Well, then it doesn’t require flatpaks and snaps to solve this huge problem, right?
You might have a path where only a certain user has ‘w’ rights, that’s readable by everyone, and software is installed there.
You might use Nix or Guix, which are, while not traditional, still pretty normal package managers without things like bundling dependencies.
So NixOS and GuixSD would be such distributions. Admittedly I’ve never used them, only Guix in another distribution.
Well, since you’ve mentioned accessibility, some of us have AuDHD, and while each person is different, for me specifically this means that I can set up CWM or FVWM for X11, but I just can’t set up Hikari for Wayland. That is, I had it kinda working, but the anxiety from setting up that and some terminal emulator with hipster XML config and DPI being wrong just made me say “fsck that” and go back. I could have tried Gnome with Wayland, but my X11 setup is more subjectively usable.
OK, I’m not sure, but I think OpenBSD and NetBSD don’t run any scripts contained inside packages.
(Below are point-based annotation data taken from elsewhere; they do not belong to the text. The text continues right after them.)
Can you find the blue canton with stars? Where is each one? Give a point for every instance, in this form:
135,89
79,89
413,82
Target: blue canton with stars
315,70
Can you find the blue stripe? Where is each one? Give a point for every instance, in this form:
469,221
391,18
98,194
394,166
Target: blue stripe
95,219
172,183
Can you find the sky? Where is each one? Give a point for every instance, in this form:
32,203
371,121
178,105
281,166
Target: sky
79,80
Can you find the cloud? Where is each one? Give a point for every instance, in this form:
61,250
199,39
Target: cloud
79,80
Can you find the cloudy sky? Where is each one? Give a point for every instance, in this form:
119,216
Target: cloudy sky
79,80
They are not Linux ofc.
Yes, you can do that. You can set aliases which will look like whatever at all. How do you solve that “problem”?
OK, I’ll make a shortcut here and say that if you think this is a problem, the only real fundamentally sane way to solve it is to disallow privilege elevation, say, after single mode, and boot to that in case you need to do some maintenance.
Any program that you run. Well, or one can forbid aliasing ‘sudo’ in the shell, of course. But you won’t run out of things which can be aliased to something nasty. It will be the same as
rm -rf /
advice evolving torm -rf /*
Yeah, like windows did, for a long time, and from time to time still does.
It pretty much does, yes.
Ok. Not to do with security. Let’s not get sidetracked.
I’m not sure about the BSDs, but I’m talking about Linux. And as it stands, the package installation step is a risky process in any distro I’ve ever seen. You just have to rely that no mistake will ever be made by packagers, nothing will slip past them, and that they manually and thoroughly look through every installation process of every package (which they don’t).
It’s an unnecessary risk that gets solved by Flatpak (plus a bunch of other security advantages)
I don’t know, I’m not a security expert. But it is a problem, and a massive one.